Does SVT-AV1 Support 10-bit Encoding?

Yes, the libsvtav1 encoder supports 10-bit color depth encoding natively out of the box. This article explains how SVT-AV1 handles 10-bit depth, why it is highly recommended for AV1 encoding, and how you can implement it in your FFmpeg workflows without needing any special builds.

Native 10-Bit Support in SVT-AV1

Unlike older encoders that required separate compilation pipelines or different library versions for 8-bit and 10-bit color depths, libsvtav1 includes unified support for both depths in a single codebase. When you install or compile FFmpeg with libsvtav1 enabled, you immediately gain the ability to encode high-dynamic-range (HDR) and wide-color-gamut (WCG) content in 10-bit.

SVT-AV1’s internal architecture is highly optimized for 10-bit pipelines. The encoder processes video with high-precision math, which minimizes rounding errors during the compression process.
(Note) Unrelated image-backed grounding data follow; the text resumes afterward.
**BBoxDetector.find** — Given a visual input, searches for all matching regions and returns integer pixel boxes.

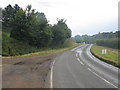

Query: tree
[2,4,14,28]
[57,19,71,38]
[10,9,29,41]
[10,5,36,41]
[13,4,21,14]
[28,11,52,47]
[96,38,119,49]
[75,35,81,43]
[10,5,53,47]
[52,24,66,46]
[2,4,21,29]
[52,19,71,46]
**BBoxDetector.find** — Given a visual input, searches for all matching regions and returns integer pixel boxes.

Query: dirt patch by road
[2,54,58,88]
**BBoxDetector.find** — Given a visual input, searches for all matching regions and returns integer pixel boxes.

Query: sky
[0,0,119,36]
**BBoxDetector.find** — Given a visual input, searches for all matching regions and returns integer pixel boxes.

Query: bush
[2,32,40,56]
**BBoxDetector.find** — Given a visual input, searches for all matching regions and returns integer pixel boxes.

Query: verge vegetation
[91,45,120,68]
[2,4,73,56]
[3,40,80,58]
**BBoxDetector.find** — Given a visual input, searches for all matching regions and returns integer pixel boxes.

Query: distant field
[91,45,119,68]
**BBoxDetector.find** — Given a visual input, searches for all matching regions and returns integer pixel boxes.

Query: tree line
[2,4,71,56]
[2,4,71,47]
[73,31,119,49]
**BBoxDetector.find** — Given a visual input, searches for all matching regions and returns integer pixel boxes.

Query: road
[51,44,119,88]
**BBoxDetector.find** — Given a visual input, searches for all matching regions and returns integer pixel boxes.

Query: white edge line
[87,68,118,88]
[50,60,55,88]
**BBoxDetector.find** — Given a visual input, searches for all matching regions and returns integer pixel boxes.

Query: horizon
[72,30,118,37]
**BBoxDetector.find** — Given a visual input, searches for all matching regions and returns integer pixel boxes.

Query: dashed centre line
[76,53,77,57]
[77,58,84,65]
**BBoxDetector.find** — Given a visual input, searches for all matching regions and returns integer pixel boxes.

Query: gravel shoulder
[2,54,59,88]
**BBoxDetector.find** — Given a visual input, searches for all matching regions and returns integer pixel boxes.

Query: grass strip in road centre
[3,43,82,58]
[90,45,120,68]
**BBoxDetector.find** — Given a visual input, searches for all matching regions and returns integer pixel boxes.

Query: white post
[104,49,107,54]
[102,49,107,54]
[102,49,104,54]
Why You Should Encode in 10-Bit AV1

Even if your source video is standard 8-bit (such as typical SDR footage), encoding to 10-bit using SVT-AV1 is highly recommended.

  1. Reduced Color Banding: 10-bit encoding provides 1,024 levels of color per channel compared to 8-bit’s 256 levels. This drastically reduces color banding in gradients, such as skies, sunsets, or dark scenes.
  2. Better Compression Efficiency: Because of how the AV1 compression algorithm works, encoding an 8-bit source into a 10-bit container generally yields better visual quality at the exact same bitrate, with only a negligible impact on encoding speed.
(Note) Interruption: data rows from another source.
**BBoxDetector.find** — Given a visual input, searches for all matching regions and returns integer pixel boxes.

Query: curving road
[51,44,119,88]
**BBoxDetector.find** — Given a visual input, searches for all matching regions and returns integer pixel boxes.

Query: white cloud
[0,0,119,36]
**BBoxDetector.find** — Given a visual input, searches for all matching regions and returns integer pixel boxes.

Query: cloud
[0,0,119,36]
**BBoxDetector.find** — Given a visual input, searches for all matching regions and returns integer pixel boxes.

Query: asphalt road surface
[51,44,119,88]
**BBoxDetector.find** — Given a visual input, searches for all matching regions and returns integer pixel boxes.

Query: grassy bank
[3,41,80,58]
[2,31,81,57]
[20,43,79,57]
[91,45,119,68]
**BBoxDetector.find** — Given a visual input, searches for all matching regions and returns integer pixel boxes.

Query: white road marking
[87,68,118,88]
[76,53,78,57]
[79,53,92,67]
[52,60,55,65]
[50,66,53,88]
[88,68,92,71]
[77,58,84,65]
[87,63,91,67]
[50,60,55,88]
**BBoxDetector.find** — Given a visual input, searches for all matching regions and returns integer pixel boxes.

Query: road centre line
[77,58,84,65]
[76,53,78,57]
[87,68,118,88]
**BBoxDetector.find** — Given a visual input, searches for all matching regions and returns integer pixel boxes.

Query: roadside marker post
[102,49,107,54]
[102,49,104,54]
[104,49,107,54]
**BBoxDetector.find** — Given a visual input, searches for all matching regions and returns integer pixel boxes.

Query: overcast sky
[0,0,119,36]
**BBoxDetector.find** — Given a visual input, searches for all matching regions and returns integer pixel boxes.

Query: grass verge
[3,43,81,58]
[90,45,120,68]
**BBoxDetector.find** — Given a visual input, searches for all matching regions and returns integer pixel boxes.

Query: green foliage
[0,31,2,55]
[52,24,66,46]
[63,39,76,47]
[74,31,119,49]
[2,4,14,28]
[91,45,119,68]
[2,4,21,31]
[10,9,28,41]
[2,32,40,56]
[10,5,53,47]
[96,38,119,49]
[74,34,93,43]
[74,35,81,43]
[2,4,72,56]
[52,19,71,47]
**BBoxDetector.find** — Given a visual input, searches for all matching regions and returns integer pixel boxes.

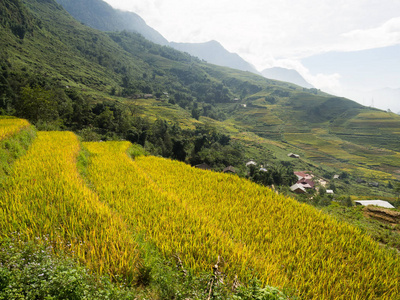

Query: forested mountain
[55,0,259,74]
[55,0,169,45]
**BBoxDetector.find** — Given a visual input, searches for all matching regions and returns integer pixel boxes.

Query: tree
[17,85,58,123]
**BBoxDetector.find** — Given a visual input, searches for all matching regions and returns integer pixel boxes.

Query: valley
[1,0,400,299]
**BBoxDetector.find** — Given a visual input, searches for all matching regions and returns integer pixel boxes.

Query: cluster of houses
[195,161,396,209]
[290,171,334,195]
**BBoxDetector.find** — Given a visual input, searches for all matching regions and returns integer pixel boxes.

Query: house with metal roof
[290,184,306,194]
[355,200,394,209]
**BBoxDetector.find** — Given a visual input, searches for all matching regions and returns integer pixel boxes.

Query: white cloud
[339,17,400,51]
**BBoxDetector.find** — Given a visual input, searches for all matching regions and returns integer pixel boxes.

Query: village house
[223,166,236,174]
[290,183,307,194]
[297,179,315,189]
[294,171,313,181]
[288,153,300,159]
How to Encode 10-Bit Video Using FFmpeg and libsvtav1

To trigger 10-bit encoding, you simply need to specify a 10-bit pixel format in your FFmpeg command. The most common format for standard consumer video playback is yuv420p10le.
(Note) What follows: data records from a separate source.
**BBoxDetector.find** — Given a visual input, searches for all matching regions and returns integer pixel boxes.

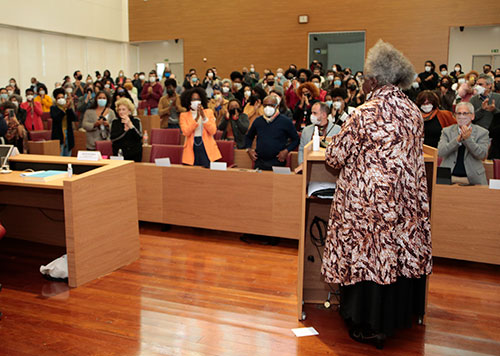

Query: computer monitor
[0,144,14,169]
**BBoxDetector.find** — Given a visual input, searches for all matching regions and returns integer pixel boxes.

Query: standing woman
[321,40,432,348]
[51,88,77,156]
[82,91,116,150]
[179,88,221,168]
[417,60,439,90]
[110,98,143,162]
Here is a basic FFmpeg command to encode a video in 10-bit using SVT-AV1:

ffmpeg -i input.mp4 -c:v libsvtav1 -pix_fmt yuv420p10le -crf 26 -preset 4 -c:a copy output.mkv

In this command: * -c:v libsvtav1 selects the SVT-AV1 encoder. * -pix_fmt yuv420p10le forces the encoder to output a 10-bit YUV 4:2:0 video stream. * -crf 26 sets the Constant Rate Factor (quality level). * -preset 4 determines the encoding speed/efficiency tradeoff.

Hardware players and modern browsers with AV1 decoding capabilities can easily decode and display 10-bit SVT-AV1 streams, making it a highly compatible and future-proof choice for video archiving and streaming.